To generate a report for all the devices in the system:
xrmadm /opt/amd/ama/ma35/scripts/list_cmd.json
To generate a more detailed report for a single device, which is specified in the json file:
xrmadm /opt/amd/ama/ma35/scripts/list_onedevice_cmd.json
A sample JSON file for generating a report for device 0 is shown below:
{
"request": {
"name": "list",
"requestId": 1,
"device": 0
}
}
Loading/Unloading Software Plugins¶
xrmadm
can be used to load or unload the software plugins required to manage the compute resources. The software plugins perform resource management functions such as calculating CU load and CU max capacity. Once a plugin is loaded, it becomes usable by a host application through the XRM APIs.

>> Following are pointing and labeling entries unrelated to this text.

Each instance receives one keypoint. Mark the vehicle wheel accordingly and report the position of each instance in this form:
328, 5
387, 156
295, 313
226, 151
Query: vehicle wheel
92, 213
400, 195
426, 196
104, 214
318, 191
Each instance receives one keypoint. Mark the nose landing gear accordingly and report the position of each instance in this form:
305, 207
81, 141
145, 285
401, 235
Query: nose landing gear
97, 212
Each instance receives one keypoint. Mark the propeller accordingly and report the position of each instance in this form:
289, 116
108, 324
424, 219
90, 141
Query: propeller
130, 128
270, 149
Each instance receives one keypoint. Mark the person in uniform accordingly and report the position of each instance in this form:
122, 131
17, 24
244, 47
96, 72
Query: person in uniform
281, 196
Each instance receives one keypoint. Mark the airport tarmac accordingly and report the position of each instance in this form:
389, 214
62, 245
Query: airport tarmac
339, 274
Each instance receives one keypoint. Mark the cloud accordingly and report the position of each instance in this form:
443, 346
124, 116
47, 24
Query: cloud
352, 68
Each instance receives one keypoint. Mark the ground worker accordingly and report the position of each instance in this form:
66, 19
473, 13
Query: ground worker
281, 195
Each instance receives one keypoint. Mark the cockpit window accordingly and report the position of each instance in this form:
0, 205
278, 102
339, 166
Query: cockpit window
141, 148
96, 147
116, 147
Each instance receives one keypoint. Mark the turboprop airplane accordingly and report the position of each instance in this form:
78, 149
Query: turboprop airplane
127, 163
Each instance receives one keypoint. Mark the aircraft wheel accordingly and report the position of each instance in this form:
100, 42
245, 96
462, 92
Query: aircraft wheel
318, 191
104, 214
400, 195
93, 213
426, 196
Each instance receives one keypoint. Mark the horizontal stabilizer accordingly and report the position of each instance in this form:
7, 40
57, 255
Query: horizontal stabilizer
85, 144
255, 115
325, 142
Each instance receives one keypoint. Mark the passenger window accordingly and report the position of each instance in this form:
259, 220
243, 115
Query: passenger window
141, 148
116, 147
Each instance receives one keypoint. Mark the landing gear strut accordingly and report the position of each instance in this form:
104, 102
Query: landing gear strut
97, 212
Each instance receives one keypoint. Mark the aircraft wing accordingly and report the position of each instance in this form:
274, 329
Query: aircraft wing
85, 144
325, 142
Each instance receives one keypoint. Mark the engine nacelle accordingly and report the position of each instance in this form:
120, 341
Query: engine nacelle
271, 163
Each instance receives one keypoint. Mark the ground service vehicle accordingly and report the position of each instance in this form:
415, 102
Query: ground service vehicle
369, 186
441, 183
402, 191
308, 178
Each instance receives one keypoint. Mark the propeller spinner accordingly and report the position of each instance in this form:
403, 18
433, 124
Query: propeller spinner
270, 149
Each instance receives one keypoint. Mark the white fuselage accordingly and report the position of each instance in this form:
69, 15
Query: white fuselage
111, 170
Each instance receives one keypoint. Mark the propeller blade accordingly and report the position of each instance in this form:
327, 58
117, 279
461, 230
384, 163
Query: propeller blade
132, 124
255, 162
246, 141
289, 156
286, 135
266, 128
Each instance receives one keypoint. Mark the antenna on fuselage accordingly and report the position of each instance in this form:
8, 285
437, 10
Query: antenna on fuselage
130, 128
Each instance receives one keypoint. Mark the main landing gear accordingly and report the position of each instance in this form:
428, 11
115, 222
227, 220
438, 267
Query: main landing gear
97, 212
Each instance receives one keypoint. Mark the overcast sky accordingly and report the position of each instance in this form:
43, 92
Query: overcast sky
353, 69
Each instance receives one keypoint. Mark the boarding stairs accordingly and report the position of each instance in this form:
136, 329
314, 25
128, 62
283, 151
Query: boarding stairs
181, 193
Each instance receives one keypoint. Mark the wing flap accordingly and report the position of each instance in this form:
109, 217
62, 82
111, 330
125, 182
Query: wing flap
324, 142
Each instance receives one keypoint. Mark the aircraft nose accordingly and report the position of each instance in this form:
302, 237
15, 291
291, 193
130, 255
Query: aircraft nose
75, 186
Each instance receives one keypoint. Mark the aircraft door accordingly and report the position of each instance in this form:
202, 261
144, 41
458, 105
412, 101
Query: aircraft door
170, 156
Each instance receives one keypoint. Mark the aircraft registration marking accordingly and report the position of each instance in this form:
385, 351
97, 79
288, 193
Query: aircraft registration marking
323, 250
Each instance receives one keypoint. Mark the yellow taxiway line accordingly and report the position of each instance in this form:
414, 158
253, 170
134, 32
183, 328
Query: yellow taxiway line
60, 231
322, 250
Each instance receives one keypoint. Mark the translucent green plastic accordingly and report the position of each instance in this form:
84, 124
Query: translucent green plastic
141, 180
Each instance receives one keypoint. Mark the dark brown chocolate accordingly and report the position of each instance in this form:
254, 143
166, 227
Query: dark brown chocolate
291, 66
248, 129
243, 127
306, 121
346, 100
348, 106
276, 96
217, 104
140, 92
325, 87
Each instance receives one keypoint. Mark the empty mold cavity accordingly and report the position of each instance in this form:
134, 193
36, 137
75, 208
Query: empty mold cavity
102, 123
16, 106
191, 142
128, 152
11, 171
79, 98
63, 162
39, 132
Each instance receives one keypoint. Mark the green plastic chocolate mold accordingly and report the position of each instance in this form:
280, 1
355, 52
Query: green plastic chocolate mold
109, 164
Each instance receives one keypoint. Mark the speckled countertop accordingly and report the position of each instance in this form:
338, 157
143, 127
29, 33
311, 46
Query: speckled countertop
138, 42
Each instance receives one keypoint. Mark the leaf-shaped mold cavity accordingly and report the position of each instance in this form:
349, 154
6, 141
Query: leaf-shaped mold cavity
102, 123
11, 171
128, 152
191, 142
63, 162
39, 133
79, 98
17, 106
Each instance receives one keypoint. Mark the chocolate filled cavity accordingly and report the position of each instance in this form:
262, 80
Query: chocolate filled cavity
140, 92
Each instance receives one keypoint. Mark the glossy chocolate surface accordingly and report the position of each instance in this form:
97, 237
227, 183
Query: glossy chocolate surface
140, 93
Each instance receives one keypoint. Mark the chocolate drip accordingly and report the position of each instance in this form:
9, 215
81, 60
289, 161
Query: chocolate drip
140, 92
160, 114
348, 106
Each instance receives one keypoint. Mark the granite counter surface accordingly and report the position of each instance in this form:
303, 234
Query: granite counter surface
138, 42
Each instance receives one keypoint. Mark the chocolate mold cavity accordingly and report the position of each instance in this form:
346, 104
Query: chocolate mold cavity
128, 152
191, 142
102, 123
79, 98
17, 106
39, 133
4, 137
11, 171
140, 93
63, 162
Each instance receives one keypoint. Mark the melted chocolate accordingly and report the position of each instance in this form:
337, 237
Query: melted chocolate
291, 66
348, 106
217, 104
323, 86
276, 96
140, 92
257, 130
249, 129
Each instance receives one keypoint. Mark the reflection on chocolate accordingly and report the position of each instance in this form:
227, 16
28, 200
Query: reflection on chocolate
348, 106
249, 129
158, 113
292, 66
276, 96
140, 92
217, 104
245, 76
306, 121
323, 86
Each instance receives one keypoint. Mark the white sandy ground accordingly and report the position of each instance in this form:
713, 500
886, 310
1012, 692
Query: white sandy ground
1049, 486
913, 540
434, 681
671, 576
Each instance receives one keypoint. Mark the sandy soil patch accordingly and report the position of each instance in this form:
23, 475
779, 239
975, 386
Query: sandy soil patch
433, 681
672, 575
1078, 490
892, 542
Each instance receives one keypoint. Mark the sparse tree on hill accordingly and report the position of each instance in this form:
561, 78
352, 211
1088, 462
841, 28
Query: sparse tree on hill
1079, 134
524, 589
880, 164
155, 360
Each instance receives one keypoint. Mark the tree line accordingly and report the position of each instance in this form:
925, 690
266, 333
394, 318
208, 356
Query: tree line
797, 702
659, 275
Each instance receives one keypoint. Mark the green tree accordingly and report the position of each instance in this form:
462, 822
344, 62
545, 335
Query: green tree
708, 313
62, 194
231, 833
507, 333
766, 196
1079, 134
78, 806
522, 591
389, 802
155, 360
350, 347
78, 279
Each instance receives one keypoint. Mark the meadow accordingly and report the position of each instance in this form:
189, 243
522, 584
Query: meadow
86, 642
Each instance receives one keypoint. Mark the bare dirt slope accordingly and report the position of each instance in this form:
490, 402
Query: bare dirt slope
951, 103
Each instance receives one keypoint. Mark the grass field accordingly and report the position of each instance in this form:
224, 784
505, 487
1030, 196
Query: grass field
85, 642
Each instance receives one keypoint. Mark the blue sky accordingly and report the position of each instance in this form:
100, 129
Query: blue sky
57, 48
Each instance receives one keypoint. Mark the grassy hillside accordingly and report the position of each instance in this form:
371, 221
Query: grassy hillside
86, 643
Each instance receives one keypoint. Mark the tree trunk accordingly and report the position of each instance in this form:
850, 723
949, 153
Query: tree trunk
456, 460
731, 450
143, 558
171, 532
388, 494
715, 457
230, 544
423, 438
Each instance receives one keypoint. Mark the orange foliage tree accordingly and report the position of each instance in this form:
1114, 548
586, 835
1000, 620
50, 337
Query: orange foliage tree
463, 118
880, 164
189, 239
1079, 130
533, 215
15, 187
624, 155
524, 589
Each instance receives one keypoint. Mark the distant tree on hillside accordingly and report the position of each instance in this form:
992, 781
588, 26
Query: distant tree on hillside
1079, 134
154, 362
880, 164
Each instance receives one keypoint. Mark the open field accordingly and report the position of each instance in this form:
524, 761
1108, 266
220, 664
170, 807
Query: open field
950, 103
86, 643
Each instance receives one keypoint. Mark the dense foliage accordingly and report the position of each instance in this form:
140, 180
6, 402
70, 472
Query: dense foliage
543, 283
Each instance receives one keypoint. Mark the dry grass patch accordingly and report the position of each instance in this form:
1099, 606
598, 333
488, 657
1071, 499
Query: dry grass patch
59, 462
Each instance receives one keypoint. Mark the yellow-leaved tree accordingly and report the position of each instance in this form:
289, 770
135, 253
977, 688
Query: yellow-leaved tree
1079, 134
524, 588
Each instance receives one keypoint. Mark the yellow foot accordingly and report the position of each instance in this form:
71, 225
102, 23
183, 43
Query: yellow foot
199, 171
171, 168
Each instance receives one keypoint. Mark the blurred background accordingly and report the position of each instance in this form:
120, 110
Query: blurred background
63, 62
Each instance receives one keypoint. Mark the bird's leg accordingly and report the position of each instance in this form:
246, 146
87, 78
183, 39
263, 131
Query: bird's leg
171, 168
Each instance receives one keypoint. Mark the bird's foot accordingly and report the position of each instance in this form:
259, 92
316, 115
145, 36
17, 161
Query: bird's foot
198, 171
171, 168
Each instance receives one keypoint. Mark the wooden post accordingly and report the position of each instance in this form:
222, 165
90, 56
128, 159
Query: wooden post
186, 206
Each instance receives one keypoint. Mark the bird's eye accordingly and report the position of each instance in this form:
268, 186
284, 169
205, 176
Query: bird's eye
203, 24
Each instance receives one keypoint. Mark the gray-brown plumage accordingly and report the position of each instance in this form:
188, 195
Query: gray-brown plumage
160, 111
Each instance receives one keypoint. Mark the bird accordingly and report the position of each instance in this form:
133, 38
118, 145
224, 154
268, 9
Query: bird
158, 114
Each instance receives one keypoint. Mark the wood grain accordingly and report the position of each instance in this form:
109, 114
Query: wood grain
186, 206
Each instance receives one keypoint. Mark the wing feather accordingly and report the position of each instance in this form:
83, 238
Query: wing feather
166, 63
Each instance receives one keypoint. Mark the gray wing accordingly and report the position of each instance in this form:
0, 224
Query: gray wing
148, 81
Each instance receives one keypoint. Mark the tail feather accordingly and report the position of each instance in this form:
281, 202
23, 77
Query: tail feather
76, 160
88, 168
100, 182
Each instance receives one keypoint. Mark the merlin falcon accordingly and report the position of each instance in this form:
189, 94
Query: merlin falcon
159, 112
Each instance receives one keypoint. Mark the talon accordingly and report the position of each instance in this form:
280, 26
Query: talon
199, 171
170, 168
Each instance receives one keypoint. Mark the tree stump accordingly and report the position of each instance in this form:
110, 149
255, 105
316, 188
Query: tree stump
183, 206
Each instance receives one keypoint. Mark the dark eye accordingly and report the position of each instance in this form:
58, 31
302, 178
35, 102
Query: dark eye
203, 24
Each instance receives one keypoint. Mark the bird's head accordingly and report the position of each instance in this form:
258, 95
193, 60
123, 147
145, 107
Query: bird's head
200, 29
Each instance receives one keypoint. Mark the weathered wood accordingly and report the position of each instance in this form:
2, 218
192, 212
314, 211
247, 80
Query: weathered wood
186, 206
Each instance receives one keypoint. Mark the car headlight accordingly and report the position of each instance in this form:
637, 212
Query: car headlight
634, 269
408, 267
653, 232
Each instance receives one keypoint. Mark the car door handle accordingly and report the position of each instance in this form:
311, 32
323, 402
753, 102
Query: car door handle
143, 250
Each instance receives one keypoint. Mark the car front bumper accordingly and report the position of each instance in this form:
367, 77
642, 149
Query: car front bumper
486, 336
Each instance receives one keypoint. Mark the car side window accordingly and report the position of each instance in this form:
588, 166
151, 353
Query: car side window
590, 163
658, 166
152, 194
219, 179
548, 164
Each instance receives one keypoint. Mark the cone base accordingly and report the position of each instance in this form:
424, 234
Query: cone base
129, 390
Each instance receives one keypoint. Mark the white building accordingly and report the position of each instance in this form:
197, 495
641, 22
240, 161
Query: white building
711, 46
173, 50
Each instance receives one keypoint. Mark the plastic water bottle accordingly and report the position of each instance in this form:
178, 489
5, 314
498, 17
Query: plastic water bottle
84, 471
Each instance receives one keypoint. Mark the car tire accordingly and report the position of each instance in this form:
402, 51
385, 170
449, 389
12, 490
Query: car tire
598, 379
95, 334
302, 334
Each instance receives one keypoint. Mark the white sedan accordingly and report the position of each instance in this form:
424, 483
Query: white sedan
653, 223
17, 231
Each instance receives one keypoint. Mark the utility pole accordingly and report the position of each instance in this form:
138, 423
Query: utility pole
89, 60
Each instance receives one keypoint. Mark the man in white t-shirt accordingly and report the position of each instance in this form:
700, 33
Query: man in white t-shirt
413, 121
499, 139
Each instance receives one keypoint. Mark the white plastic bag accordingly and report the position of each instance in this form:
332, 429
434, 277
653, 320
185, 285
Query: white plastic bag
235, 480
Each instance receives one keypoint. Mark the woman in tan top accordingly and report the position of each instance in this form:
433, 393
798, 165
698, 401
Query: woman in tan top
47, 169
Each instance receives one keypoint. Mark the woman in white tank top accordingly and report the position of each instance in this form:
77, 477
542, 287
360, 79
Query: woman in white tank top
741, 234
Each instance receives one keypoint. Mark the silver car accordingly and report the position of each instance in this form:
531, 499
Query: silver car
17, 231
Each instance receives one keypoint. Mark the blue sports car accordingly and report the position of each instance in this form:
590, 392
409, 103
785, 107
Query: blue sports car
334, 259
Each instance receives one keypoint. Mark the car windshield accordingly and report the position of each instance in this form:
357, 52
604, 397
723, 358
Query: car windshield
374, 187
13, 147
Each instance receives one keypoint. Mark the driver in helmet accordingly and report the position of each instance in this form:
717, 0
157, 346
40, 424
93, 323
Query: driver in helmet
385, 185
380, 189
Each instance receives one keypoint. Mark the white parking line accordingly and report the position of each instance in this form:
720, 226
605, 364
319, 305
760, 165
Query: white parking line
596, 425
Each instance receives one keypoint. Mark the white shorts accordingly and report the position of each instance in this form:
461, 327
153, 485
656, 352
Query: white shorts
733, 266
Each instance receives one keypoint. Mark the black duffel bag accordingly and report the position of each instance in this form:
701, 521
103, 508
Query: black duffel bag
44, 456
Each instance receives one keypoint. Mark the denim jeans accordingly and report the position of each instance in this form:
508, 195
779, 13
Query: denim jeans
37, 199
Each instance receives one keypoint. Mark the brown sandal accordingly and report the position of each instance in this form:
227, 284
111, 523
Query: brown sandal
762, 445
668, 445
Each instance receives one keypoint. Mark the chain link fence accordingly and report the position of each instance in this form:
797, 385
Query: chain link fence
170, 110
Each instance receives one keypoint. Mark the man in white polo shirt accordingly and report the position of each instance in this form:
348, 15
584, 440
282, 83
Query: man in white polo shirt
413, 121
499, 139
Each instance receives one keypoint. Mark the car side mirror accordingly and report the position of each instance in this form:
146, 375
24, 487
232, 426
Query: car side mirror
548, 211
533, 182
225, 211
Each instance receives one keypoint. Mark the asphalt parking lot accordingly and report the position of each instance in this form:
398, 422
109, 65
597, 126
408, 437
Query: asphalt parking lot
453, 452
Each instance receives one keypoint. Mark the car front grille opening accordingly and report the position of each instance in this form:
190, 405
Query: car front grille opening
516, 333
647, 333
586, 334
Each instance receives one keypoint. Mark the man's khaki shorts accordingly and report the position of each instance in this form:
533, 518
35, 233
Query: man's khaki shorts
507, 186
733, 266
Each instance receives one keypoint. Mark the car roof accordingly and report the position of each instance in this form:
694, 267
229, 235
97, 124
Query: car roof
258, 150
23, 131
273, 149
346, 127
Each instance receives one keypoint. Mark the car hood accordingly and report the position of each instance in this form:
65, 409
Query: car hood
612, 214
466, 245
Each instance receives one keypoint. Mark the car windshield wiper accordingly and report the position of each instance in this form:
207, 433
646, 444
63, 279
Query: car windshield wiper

The XRM plugins need to be loaded before executing an application (such as FFmpeg/GStreamer) which relies on the plugins.
To load the plugins:
xrmadm /opt/amd/ama/ma35/scripts/load_xrm_plugins_cmd.json
{
"response": {
"name": "loadXrmPlugins",
"requestId": "1",
"status": "ok"
}
}
To unload the plugins:
xrmadm /opt/amd/ama/ma35/scripts/unload_xrm_plugins_cmd.json
{
"response": {
"name": "unloadXrmPlugins",
"requestId": "1",
"status": "ok"
}
}
C Application Programming Interface¶
XRM provides a C Application Programming Interface (API) to reserve, allocate and release CUs from within a custom application. For complete details about this programming interface, refer to the XRM API Reference Guide section of the documentation.